En pratique, il s’agit d’un placement sur le long terme dont le rendement est relativement modeste.
Il est d’ailleurs assez compliqué d’acquérir des bois et forêts en France, car le marché est étriqué, avec une offre assez réduite.
L’acquisition de bois et forêts peut se réaliser de deux manières : soit en direct, soit via une société (généralement un groupement forestier ou une société d’épargne forestière).
L’investissement en société est particulièrement intéressant, puisque l’acquéreur des parts bénéficie de la fiscalité favorable des bois et forêts, tout en déléguant la gestion au groupement forestier ou à la société d’épargne forestière.
Cet article a pour objet de faire un point sur la fiscalité des bois et forêts en France.
Note de mise à jour
Cette vidéo présente les règles générales de fiscalité applicables aux bois et forêts. Certains dispositifs d’investissement, ainsi que leurs taux et plafonds, ont été actualisés ; les règles actuellement applicables sont précisées dans l’article ci-dessous.
Sommaire de la page
Le régime fiscal favorable au moment de l’investissement
L’acquisition de bois et forêts peut ouvrir droit, sous conditions, à un avantage fiscal à l’impôt sur le revenu.
Ce dispositif concerne notamment l’acquisition de terrains en nature de bois et forêts, l’acquisition ou la souscription de parts de groupements forestiers, ainsi que, dans certaines conditions, la souscription au capital de sociétés d’épargne forestière.
L’avantage fiscal est en principe accordé au titre de l’année de réalisation de l’investissement.
Selon le régime actuellement applicable, il est égal à 25 % du prix d’acquisition des terrains ou des parts de groupements forestiers.
Pour les parts de sociétés d’épargne forestière, seule une fraction du prix de souscription ou d’acquisition est retenue pour le calcul de l’avantage fiscal.
Les dépenses prises en compte sont plafonnées à 6.250 euros pour une personne seule et à 12.500 euros pour un couple marié ou pacsé soumis à imposition commune.
Ce régime suppose toutefois le respect de plusieurs engagements, notamment des engagements de conservation et de gestion durable.
En pratique, l’investisseur doit donc vérifier, avant toute acquisition, que l’opération envisagée entre bien dans le champ du dispositif et que les obligations documentaires et déclaratives pourront être respectées.
En cas de cession de gré à gré de parts de groupements forestiers, un droit fixe de 125 euros peut être dû, conformément à l’article 730 bis du code général des impôts, lorsque les conditions prévues par ce texte sont réunies.

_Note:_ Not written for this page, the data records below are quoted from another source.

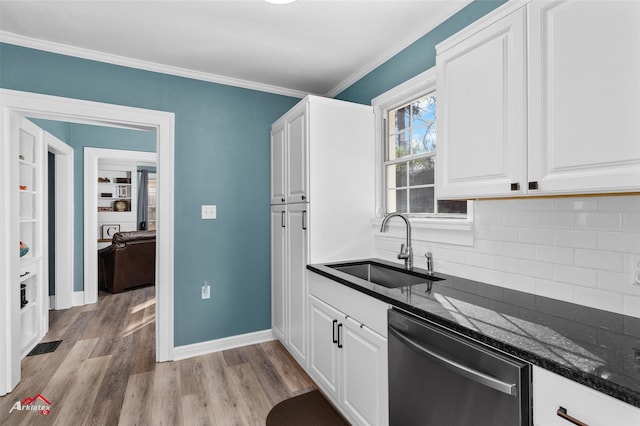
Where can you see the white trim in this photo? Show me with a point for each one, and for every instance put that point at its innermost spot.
(428, 26)
(94, 55)
(203, 348)
(64, 224)
(77, 298)
(34, 105)
(91, 158)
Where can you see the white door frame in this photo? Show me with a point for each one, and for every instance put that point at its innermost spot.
(91, 157)
(86, 112)
(64, 220)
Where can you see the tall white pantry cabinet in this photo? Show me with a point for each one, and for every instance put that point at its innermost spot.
(322, 201)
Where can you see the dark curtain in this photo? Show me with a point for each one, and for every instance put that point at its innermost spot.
(143, 200)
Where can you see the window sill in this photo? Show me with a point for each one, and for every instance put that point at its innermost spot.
(448, 231)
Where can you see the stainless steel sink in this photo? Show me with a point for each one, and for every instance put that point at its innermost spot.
(384, 275)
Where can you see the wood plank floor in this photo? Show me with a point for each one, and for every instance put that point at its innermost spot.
(104, 373)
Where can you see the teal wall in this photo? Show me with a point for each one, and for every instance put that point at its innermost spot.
(221, 157)
(416, 58)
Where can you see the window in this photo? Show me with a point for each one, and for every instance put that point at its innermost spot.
(408, 115)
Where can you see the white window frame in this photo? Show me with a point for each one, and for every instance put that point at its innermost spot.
(454, 230)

Certains travaux forestiers, dépenses de gestion ou cotisations d’assurance peuvent également ouvrir droit à un avantage fiscal, sous réserve de remplir les conditions prévues par les textes.
Ces dispositifs sont particulièrement encadrés : ils supposent notamment le respect de garanties de gestion durable, de plafonds de dépenses et, selon les cas, d’engagements de conservation.
Compte tenu de la technicité de ces régimes, il est recommandé de vérifier les conditions applicables avant d’engager les dépenses, notamment lorsque l’investissement est réalisé via un groupement forestier ou une société d’épargne forestière.

La fiscalité applicable aux bois et forêts durant la détention
Pendant la détention, les revenus provenant des coupes de bois relèvent en principe d’un régime forfaitaire.
Les propriétaires de bois et forêts sont imposés sur un revenu forfaitaire, déterminé à partir du revenu cadastral ayant servi de base à la taxe foncière de l’année d’imposition.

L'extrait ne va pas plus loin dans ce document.